Three Recent Bull Traps and Selloffs in SP500
Dec 4, 2009: 11:55 AM CSTHere’s another very quick look at the intraday charts, showing three vicious bear traps on the most recent pushes to new 2009 highs. Stay on guard – the market is very volatile and both bulls and bears are struggling to find direction… both failing… and succeeding.

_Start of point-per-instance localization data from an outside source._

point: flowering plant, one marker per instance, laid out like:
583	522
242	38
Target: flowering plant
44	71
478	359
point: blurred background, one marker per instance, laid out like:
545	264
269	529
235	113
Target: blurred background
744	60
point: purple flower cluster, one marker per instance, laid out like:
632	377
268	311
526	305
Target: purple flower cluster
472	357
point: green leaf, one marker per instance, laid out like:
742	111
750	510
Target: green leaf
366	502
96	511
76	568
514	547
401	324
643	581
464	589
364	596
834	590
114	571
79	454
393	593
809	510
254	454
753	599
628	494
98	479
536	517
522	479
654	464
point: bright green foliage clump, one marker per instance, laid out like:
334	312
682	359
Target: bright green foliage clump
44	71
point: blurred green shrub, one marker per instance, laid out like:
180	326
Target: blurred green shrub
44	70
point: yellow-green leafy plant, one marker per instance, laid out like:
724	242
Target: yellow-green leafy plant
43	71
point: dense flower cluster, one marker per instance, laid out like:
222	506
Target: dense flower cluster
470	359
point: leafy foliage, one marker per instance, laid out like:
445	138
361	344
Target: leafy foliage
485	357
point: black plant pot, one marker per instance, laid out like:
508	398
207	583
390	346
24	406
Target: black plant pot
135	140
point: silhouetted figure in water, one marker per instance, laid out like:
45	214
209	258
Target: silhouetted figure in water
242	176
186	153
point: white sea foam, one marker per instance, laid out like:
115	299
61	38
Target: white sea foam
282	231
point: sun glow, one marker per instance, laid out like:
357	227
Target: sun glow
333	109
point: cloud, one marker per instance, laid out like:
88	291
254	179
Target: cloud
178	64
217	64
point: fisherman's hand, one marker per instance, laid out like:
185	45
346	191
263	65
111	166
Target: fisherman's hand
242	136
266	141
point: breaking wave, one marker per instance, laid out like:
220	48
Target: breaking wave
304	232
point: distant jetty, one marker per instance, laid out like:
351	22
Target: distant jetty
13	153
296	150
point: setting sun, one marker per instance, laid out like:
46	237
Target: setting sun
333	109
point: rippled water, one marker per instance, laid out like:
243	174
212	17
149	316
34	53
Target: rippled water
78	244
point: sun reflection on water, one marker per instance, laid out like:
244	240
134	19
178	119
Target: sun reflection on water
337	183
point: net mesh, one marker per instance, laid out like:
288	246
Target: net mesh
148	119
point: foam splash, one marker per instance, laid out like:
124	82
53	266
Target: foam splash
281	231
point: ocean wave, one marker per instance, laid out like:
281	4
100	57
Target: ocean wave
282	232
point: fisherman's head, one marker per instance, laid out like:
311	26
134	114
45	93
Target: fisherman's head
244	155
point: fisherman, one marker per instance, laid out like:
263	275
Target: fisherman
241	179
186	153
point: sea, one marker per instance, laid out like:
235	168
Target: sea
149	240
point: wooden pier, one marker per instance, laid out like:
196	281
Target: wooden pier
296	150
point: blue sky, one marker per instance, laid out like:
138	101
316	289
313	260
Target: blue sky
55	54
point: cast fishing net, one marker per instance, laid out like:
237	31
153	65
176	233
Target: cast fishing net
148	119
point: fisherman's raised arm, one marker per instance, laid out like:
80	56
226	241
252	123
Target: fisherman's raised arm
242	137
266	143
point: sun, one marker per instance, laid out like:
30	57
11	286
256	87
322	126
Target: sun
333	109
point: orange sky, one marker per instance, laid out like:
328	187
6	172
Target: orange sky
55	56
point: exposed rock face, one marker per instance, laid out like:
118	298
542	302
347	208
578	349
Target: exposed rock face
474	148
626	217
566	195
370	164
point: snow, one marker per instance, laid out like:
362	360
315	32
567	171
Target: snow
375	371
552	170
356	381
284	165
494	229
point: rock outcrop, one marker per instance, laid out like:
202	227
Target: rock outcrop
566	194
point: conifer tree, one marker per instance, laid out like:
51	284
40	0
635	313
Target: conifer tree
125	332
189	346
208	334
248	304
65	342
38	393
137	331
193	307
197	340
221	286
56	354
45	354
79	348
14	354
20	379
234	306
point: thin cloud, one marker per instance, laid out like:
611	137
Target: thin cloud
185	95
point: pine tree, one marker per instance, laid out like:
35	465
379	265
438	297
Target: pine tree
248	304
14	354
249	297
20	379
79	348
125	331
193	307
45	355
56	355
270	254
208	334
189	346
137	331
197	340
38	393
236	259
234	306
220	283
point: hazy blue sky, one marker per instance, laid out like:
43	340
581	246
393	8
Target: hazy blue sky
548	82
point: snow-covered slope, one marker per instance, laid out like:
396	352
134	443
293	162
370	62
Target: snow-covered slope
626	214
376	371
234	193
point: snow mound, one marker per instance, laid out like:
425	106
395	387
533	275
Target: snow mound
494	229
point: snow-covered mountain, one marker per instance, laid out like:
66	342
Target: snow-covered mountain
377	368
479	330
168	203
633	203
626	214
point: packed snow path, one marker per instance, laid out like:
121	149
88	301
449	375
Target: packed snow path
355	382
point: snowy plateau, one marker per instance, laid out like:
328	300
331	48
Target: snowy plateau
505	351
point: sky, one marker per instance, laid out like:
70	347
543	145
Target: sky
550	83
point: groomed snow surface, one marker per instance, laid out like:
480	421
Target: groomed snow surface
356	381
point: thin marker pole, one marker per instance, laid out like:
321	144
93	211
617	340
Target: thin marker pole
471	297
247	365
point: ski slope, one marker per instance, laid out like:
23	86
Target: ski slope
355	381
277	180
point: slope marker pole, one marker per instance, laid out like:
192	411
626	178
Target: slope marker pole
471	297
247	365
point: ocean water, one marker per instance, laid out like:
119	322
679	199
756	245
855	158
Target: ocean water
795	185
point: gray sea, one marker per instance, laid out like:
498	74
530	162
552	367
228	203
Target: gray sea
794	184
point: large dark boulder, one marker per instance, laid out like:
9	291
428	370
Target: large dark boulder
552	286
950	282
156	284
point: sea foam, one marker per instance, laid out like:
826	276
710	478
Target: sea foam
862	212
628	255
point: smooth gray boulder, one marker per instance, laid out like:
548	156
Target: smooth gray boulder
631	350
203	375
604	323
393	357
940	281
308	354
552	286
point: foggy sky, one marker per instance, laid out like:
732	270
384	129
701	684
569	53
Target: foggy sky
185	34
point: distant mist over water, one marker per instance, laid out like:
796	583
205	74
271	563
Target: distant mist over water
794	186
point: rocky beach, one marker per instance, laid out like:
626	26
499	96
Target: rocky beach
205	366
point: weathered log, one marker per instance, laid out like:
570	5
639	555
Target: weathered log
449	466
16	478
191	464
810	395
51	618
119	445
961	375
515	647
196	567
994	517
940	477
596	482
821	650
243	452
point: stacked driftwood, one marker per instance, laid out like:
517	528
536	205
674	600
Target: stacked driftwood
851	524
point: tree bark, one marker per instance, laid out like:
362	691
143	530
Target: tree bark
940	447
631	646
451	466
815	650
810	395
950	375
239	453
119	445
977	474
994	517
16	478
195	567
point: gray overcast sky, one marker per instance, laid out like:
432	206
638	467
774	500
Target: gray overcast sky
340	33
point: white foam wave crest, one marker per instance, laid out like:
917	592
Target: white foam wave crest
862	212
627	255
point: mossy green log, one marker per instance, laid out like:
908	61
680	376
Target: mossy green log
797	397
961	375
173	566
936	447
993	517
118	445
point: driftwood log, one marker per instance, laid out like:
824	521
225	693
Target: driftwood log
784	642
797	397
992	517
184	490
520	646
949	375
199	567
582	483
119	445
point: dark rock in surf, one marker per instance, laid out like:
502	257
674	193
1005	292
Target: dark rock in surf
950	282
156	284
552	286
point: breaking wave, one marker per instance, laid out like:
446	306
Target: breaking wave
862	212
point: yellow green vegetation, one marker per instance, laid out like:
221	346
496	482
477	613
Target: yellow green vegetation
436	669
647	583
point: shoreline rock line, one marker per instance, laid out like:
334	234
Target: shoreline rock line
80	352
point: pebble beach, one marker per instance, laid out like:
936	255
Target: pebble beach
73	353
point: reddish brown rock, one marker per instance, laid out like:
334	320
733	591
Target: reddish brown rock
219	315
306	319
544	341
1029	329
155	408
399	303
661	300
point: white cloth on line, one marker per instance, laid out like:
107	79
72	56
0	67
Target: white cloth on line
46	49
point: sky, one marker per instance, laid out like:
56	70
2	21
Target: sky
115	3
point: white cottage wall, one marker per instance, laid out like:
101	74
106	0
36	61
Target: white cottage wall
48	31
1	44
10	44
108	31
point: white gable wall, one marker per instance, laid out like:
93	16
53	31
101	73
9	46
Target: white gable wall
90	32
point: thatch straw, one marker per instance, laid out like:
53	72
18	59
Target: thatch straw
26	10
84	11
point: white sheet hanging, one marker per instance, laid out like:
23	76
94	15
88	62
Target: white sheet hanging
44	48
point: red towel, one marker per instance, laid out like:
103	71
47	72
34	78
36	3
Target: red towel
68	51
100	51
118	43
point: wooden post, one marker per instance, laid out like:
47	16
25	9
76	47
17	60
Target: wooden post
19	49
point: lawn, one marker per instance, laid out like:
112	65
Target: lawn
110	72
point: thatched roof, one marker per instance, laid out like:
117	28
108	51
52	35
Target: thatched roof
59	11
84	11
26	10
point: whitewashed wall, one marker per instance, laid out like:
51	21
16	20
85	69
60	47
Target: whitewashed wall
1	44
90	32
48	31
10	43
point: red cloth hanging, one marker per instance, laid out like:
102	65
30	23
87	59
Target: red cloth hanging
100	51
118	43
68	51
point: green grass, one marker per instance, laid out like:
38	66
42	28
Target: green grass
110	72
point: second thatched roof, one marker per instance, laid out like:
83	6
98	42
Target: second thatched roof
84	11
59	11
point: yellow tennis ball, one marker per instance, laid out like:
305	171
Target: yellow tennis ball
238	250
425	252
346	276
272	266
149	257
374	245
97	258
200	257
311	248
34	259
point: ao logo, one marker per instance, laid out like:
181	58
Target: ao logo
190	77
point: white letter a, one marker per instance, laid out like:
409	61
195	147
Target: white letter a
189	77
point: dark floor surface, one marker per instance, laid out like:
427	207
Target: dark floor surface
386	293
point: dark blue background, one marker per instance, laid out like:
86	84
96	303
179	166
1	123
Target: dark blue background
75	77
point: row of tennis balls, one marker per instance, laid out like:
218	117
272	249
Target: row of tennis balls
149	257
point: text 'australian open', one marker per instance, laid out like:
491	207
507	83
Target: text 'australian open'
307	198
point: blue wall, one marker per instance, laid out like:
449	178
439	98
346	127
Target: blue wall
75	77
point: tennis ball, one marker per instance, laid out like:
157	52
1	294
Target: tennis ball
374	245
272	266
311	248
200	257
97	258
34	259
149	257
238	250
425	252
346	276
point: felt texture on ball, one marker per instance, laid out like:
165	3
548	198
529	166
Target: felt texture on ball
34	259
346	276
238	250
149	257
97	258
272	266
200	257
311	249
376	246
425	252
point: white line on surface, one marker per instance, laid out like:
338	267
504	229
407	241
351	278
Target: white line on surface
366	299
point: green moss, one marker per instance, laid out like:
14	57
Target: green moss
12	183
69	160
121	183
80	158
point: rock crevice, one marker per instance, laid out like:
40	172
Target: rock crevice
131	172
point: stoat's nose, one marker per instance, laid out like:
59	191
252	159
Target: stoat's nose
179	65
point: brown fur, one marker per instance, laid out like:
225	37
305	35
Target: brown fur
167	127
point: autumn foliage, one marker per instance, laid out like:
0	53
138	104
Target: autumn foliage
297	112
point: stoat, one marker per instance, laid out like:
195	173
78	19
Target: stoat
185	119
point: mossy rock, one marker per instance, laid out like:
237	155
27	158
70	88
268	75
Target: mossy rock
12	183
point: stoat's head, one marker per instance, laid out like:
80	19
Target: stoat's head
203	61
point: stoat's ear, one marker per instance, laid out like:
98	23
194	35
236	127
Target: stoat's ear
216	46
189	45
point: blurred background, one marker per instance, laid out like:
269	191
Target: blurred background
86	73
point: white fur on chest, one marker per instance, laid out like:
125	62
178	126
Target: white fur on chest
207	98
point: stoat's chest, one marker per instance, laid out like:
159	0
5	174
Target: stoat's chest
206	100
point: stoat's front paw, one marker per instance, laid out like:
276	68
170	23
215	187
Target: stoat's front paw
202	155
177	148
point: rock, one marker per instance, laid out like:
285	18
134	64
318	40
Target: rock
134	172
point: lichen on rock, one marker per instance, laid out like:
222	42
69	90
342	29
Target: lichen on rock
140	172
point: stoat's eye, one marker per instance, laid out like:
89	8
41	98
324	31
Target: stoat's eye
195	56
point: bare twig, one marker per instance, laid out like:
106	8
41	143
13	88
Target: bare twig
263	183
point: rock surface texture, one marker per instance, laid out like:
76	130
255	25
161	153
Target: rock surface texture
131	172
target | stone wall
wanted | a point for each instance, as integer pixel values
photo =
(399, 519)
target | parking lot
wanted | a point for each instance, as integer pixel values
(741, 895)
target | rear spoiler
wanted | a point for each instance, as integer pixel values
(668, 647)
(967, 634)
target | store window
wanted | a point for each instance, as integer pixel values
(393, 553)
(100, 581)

Overhead resistance has been the 1,111 level in the S&P 500, but on Wednesday, Thursday, and now Friday, buyers pushed the index to new 2009 highs but it seems like they were only able to keep the higher prices going on “popped stops” – or short-sellers covering right at new highs (pushing price up).
Buyers have yet to step up to sustain new highs, and in each of the three instances, price has literally plunged as a result of the immediate failure to hold new highs.
Now we’re in an extremely volatile mode, with the S&P 500 falling 23 points suddenly from 1,119 to 1,096 in 45 minutes.
UPDATE:
Expanding Trendlines – aka “Broadening Formation” – on the 15-min S&P 500 Index Chart:

The broader context is that we remain in a trading range since mid-November, and there is a vicious battle going on here – by bulls to try to push the indexes up and sustain them higher… and sellers/bears shorting at the upper range of the channel.
Be careful and watch your positions very closely. This is no time to play games or get over-confident.